LUXEMBOURG - Claude Kremer, chairman of the Association of Luxembourg Fund Industry (ALFI), has condemned the plans for management company passports under a proposed new Undertakings in Collective Investments and Securities (UCITS) directive.

Speaking during his organisation's spring conference in Luxembourg today, Kremer, said the quality of the "UCITS brand" would be affected by the passport, which was proposed by the European Commission last year.

The issue of a management company passport remains one of the key issues to be dealt with by the European Commission in the drafting of the fourth UCITS framework, initially intended to protect retail investors in Europe, though now expanded to institutions since many funds are owned by institutional investors for reasons of cost, logistics, transparency or governance.

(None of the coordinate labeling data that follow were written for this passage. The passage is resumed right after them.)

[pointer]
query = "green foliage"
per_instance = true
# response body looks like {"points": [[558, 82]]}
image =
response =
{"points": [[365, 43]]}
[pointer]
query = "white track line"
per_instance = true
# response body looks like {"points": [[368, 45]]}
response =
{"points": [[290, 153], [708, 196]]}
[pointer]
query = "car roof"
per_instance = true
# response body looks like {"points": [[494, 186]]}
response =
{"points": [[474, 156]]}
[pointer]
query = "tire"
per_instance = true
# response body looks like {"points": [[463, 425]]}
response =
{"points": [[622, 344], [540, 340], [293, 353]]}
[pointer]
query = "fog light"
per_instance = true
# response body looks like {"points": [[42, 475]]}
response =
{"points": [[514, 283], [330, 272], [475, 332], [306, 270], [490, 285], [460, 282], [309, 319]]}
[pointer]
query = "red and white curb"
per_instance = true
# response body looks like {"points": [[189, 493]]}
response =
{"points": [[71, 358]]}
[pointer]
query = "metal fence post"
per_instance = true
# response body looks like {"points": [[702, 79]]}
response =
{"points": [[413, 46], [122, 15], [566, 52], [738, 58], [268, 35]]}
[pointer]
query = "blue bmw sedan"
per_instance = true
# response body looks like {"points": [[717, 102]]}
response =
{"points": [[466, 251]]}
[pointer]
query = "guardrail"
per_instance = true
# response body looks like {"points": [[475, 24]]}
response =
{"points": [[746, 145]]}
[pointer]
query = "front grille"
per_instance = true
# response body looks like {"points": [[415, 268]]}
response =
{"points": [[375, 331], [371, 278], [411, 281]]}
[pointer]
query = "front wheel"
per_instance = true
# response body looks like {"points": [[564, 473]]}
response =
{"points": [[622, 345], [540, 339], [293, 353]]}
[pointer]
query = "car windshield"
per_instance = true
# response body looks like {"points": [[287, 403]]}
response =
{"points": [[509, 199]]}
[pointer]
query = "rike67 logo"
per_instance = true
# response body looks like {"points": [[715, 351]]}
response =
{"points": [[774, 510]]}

The strategic objective of the management company passport is to allow fund managers to manage funds domiciled in another member state, without generating fiscal or supervisory uncertainty which might undermine the effective oversight or tax efficiency of the management company or fund chain.

Though arguing the passport is "fundamentally a good thing", Kremer said it will not benefit investors, pointing at his country's emphasis on investors protection.

"It is yet another efficiency measure, but it is different from the other measures under UCITS IV, such as cross-border mergers and pooling of assets, in that it is far more complex," he said, questioning who will benefit from the measure.

He added: "We must make sure that the rules are the right ones, because our funds will suffer from any inefficiencies."

Instead of holding off UCITS IV, Kremer proposed the EC begin with the introduction of other elements which are part of the directive, while leaving the discussion of management company passports until "the time is right".